Finalist: Lynsey Addario, contributor, The New York Times
Nominated Work
Biography
Lynsey Addario is an American photojournalist, who has been covering conflict, humanitarian crises, and women’s issues around the world on assignment for The New York Times and National Geographic for more than two decades. Since Sept. 11, 2001, Addario has covered conflicts in Afghanistan, Iraq, Libya, Lebanon, Darfur, South Sudan, Somalia, the Democratic Republic of Congo, Yemen, Syria, and ongoing war in Ukraine.
In 2015, American Photo Magazine named Addario as one of five most influential photographers of the past 25 years, saying she changed the way we saw the world's conflicts.
Addario is the recipient of numerous awards, including a MacArthur fellowship. She was part of the New York Times team to win a Pulitzer Prize for International Reporting out of Afghanistan and Pakistan (2009) and, again, in 2023, for International Reporting from Ukraine during the current war. For her work in Ukraine, she also won the 2022 George Polk Award, and was a Pulitzer finalist in Breaking News Photography for her tragic image of a mother and her two children killed on the Irpin Bridge in a targeted Russian strike against innocent civilians.

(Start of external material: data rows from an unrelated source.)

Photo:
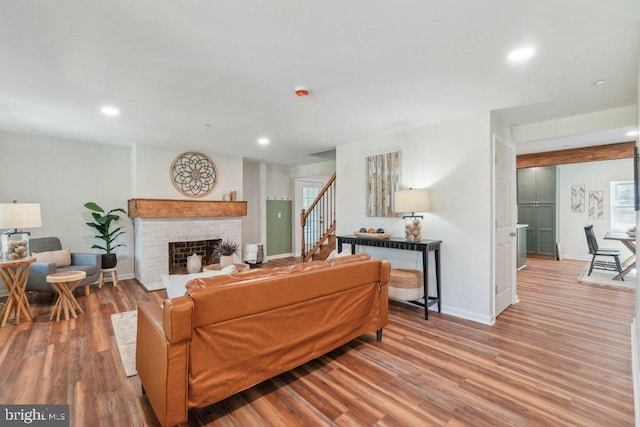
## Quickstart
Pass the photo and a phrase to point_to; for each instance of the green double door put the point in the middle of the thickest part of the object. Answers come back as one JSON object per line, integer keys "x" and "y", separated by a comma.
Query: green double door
{"x": 279, "y": 227}
{"x": 537, "y": 208}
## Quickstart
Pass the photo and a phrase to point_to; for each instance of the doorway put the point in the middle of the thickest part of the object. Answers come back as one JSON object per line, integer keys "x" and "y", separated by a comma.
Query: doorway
{"x": 279, "y": 227}
{"x": 505, "y": 224}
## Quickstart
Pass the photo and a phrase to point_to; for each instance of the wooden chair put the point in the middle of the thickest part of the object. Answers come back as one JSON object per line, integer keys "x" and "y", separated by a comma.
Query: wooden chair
{"x": 596, "y": 251}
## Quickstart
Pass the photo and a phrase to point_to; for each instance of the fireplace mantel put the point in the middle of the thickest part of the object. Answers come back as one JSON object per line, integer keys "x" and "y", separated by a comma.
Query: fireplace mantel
{"x": 173, "y": 208}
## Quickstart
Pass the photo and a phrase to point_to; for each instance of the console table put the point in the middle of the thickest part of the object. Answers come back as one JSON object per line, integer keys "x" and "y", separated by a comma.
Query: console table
{"x": 424, "y": 246}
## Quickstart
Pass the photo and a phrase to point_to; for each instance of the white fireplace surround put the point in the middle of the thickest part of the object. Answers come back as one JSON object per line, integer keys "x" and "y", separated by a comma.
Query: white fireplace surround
{"x": 152, "y": 237}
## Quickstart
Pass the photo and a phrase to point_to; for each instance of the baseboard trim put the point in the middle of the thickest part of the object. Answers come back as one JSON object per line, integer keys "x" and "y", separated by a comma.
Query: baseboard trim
{"x": 487, "y": 320}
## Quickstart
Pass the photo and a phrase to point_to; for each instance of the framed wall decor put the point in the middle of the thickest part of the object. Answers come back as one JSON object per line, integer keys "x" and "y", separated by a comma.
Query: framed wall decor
{"x": 596, "y": 205}
{"x": 383, "y": 180}
{"x": 194, "y": 174}
{"x": 577, "y": 198}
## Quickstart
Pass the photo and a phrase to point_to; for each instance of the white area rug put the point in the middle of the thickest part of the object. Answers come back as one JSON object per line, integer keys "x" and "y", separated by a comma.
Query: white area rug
{"x": 605, "y": 278}
{"x": 125, "y": 327}
{"x": 153, "y": 286}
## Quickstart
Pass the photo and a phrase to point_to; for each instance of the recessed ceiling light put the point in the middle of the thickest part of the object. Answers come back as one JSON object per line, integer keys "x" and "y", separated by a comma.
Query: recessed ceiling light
{"x": 108, "y": 110}
{"x": 521, "y": 54}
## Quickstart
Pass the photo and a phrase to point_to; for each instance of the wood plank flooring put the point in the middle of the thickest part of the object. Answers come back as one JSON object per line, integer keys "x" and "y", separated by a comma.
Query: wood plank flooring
{"x": 561, "y": 356}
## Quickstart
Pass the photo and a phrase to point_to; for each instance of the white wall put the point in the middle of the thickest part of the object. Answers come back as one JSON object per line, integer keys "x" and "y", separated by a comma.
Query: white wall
{"x": 453, "y": 159}
{"x": 151, "y": 169}
{"x": 279, "y": 183}
{"x": 63, "y": 175}
{"x": 251, "y": 192}
{"x": 596, "y": 176}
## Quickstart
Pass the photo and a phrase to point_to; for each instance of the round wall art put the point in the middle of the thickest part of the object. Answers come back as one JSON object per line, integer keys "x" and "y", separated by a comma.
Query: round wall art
{"x": 194, "y": 174}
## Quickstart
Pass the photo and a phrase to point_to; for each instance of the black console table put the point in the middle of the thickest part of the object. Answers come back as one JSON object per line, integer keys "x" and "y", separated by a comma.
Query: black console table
{"x": 424, "y": 246}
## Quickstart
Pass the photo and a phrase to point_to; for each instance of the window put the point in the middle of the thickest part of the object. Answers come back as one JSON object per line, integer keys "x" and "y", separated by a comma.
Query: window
{"x": 623, "y": 215}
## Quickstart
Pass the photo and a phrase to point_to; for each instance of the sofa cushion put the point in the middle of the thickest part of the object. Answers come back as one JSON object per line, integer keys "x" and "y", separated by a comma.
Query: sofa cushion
{"x": 303, "y": 266}
{"x": 256, "y": 274}
{"x": 62, "y": 258}
{"x": 349, "y": 259}
{"x": 89, "y": 269}
{"x": 176, "y": 284}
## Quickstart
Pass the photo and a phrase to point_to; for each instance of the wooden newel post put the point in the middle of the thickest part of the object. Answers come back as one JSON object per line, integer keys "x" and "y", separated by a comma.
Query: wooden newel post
{"x": 303, "y": 223}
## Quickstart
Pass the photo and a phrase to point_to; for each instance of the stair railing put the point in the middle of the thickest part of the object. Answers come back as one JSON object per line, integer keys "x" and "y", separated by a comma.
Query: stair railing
{"x": 318, "y": 222}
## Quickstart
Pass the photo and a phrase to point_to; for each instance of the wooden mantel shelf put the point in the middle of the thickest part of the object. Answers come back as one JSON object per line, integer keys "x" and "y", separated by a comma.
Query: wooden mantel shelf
{"x": 172, "y": 208}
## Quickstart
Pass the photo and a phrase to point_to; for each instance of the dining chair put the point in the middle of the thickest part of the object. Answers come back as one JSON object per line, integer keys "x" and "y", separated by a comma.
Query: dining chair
{"x": 596, "y": 251}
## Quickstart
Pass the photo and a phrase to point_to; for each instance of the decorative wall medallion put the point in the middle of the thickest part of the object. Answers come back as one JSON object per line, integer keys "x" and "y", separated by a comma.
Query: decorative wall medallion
{"x": 194, "y": 174}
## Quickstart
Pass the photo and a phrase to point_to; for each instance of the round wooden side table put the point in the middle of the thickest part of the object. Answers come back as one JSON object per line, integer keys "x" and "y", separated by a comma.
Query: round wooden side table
{"x": 240, "y": 267}
{"x": 14, "y": 275}
{"x": 64, "y": 283}
{"x": 114, "y": 276}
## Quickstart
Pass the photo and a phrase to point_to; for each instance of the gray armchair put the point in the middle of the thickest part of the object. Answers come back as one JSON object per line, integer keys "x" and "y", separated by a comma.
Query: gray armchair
{"x": 87, "y": 262}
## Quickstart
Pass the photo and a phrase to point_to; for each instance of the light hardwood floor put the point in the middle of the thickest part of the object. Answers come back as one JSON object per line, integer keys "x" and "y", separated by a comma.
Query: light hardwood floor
{"x": 561, "y": 356}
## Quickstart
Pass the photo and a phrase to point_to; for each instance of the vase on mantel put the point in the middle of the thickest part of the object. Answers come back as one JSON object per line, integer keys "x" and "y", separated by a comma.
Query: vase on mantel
{"x": 194, "y": 263}
{"x": 226, "y": 260}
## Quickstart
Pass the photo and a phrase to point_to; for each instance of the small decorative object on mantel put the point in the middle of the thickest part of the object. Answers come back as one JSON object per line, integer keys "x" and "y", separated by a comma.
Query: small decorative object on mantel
{"x": 226, "y": 249}
{"x": 194, "y": 174}
{"x": 102, "y": 225}
{"x": 194, "y": 263}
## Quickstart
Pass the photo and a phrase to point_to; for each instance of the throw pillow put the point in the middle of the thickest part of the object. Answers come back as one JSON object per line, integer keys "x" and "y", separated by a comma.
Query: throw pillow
{"x": 62, "y": 258}
{"x": 176, "y": 284}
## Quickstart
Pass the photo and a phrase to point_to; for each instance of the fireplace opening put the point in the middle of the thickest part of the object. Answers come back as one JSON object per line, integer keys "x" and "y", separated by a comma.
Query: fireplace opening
{"x": 179, "y": 251}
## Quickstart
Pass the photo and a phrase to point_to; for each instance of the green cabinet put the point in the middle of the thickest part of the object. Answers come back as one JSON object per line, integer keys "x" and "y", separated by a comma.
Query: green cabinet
{"x": 537, "y": 208}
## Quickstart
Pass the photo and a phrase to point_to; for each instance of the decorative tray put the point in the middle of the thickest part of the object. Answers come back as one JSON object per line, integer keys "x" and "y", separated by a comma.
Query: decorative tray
{"x": 379, "y": 236}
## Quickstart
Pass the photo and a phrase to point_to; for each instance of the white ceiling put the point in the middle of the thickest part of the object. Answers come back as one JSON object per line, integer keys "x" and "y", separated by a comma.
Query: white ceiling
{"x": 372, "y": 67}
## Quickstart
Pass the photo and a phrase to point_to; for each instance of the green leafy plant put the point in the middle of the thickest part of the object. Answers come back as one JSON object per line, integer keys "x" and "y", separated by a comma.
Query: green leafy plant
{"x": 226, "y": 248}
{"x": 103, "y": 224}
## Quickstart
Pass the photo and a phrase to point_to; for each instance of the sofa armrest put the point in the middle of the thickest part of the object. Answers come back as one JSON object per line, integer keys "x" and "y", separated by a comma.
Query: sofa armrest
{"x": 85, "y": 259}
{"x": 162, "y": 364}
{"x": 385, "y": 272}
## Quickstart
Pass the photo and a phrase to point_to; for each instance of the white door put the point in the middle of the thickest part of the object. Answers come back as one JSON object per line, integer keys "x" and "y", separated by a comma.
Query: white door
{"x": 505, "y": 214}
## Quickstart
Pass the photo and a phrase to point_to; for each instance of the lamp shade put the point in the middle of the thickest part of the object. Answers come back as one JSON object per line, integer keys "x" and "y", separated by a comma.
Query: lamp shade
{"x": 412, "y": 201}
{"x": 20, "y": 215}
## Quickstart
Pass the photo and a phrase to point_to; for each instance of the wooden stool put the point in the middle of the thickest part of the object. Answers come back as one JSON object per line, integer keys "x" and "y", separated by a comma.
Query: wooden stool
{"x": 64, "y": 283}
{"x": 114, "y": 276}
{"x": 406, "y": 285}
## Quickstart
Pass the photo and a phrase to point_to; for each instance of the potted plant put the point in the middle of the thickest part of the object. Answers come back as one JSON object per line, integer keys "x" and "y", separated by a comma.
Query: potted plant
{"x": 226, "y": 249}
{"x": 103, "y": 223}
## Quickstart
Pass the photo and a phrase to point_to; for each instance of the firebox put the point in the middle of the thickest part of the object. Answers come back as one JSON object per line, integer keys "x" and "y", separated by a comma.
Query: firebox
{"x": 179, "y": 251}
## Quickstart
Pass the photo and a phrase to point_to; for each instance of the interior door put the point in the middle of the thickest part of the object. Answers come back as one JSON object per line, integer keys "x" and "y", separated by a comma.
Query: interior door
{"x": 279, "y": 227}
{"x": 505, "y": 233}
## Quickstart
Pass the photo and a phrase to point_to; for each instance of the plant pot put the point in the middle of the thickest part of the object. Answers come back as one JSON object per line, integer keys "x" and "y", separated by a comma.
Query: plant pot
{"x": 109, "y": 260}
{"x": 226, "y": 260}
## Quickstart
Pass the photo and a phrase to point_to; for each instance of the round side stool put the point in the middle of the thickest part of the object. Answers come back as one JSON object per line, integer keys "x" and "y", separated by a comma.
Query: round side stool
{"x": 405, "y": 285}
{"x": 114, "y": 276}
{"x": 64, "y": 283}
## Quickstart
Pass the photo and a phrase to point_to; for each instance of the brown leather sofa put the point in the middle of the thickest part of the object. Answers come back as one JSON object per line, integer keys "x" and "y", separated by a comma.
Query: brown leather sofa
{"x": 229, "y": 333}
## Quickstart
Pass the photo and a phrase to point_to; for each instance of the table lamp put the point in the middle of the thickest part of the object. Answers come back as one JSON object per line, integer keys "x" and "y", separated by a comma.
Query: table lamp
{"x": 14, "y": 243}
{"x": 412, "y": 201}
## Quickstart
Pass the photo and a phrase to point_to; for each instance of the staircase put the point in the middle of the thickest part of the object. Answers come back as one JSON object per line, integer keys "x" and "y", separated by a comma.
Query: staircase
{"x": 319, "y": 224}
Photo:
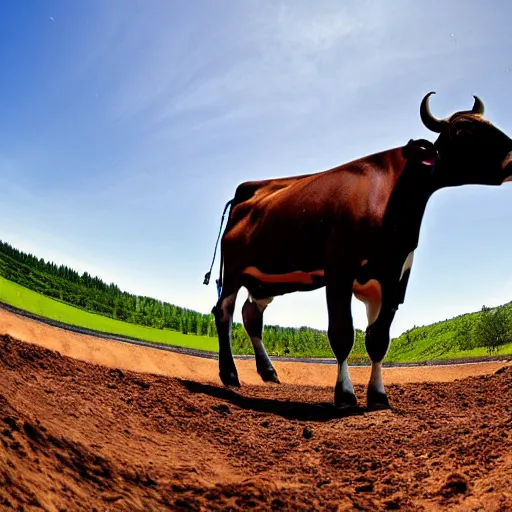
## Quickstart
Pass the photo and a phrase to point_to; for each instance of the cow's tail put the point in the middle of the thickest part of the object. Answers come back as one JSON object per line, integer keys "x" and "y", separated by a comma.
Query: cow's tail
{"x": 209, "y": 273}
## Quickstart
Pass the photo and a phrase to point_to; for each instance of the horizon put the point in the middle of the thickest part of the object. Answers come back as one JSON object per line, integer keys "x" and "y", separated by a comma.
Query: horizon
{"x": 127, "y": 127}
{"x": 278, "y": 325}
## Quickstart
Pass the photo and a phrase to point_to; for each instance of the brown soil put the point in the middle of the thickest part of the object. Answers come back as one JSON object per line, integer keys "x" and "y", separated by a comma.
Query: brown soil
{"x": 87, "y": 432}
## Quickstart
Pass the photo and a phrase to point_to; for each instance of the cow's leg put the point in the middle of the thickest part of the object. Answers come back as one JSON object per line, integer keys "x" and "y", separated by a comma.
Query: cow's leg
{"x": 252, "y": 314}
{"x": 377, "y": 344}
{"x": 380, "y": 318}
{"x": 223, "y": 312}
{"x": 341, "y": 337}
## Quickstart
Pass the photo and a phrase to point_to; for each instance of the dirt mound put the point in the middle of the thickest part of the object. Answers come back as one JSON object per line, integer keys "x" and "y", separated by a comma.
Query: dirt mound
{"x": 78, "y": 436}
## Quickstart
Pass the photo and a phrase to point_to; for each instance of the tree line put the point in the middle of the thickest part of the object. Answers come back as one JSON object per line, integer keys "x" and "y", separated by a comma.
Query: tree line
{"x": 490, "y": 328}
{"x": 92, "y": 294}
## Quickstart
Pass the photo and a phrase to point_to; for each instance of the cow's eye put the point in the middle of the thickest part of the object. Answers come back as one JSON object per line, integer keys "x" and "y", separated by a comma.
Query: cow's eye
{"x": 463, "y": 134}
{"x": 462, "y": 131}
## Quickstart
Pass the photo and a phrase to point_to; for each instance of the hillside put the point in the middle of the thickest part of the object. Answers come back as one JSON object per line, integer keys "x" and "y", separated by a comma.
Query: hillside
{"x": 65, "y": 295}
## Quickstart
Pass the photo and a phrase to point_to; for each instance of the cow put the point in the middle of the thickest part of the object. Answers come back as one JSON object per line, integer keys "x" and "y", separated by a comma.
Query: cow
{"x": 352, "y": 229}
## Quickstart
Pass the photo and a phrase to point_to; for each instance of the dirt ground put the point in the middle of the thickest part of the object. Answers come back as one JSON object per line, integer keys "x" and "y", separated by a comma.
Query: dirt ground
{"x": 93, "y": 425}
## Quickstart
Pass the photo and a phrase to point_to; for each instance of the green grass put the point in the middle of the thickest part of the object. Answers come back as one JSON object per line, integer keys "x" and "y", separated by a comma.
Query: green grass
{"x": 436, "y": 341}
{"x": 33, "y": 302}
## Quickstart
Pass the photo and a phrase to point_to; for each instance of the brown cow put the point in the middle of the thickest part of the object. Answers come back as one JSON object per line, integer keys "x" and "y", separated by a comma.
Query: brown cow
{"x": 352, "y": 229}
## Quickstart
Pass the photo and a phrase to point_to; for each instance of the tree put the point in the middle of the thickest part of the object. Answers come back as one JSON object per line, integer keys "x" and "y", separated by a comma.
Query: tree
{"x": 465, "y": 335}
{"x": 493, "y": 329}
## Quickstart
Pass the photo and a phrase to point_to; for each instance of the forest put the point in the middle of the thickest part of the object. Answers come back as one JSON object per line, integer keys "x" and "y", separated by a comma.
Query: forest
{"x": 490, "y": 328}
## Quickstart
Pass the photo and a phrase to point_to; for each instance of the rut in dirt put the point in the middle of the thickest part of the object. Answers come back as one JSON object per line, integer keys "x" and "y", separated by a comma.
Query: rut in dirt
{"x": 77, "y": 436}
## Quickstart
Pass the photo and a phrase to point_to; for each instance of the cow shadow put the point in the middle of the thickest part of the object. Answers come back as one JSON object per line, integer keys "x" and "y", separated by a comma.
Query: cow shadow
{"x": 291, "y": 410}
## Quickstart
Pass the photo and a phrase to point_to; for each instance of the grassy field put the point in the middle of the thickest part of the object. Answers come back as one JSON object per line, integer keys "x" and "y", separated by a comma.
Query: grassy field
{"x": 437, "y": 341}
{"x": 23, "y": 298}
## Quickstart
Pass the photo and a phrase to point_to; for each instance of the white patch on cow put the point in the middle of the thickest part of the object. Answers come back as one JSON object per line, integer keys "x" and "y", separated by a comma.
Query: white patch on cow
{"x": 376, "y": 382}
{"x": 227, "y": 305}
{"x": 408, "y": 264}
{"x": 370, "y": 294}
{"x": 261, "y": 304}
{"x": 344, "y": 377}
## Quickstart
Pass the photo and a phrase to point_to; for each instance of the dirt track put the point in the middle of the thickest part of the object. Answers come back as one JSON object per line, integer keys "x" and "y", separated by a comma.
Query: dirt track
{"x": 86, "y": 432}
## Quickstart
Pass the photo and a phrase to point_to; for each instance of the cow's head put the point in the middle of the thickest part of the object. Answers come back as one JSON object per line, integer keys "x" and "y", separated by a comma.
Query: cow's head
{"x": 471, "y": 149}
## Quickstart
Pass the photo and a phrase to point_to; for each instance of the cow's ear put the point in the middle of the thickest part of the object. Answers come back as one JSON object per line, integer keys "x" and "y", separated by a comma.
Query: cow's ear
{"x": 420, "y": 151}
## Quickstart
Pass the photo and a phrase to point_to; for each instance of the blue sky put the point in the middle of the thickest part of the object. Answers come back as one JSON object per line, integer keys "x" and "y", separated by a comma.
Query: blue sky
{"x": 125, "y": 126}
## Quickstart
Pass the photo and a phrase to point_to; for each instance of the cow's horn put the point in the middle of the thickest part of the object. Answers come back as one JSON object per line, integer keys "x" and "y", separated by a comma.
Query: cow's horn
{"x": 478, "y": 107}
{"x": 428, "y": 119}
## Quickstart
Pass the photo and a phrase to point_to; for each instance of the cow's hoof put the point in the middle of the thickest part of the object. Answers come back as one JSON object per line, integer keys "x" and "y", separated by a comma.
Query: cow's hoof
{"x": 377, "y": 401}
{"x": 344, "y": 400}
{"x": 230, "y": 379}
{"x": 269, "y": 376}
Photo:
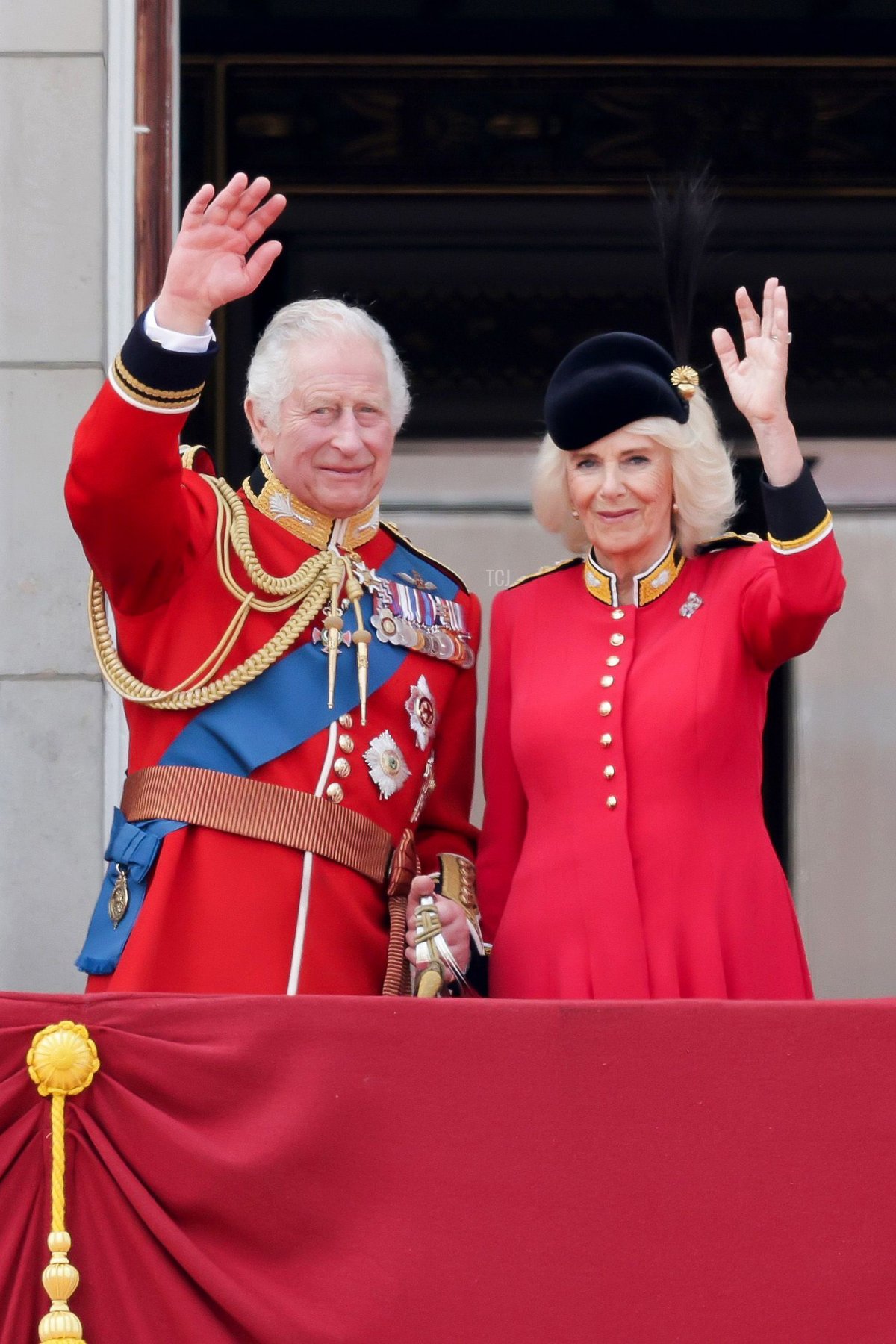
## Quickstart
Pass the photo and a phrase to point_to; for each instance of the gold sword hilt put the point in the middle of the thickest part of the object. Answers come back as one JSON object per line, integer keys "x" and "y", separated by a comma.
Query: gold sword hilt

In addition, Addario has won an Overseas Press Club's Olivier Rebbot Award and two Emmy nominations. She holds five Honorary Doctorate Degrees for her professional accomplishments from the University of Wisconsin-Madison, Bates College in Maine, and the University of York in England, Barnard College and the School of Visual Arts.
In 2015, Addario wrote a New York Times bestselling memoir, “It's What I Do,” which chronicles her personal and professional life as a photojournalist coming of age in the post-9/11 world. In 2018, she released her first solo collection of photography, “Of Love and War,” published by Penguin Press.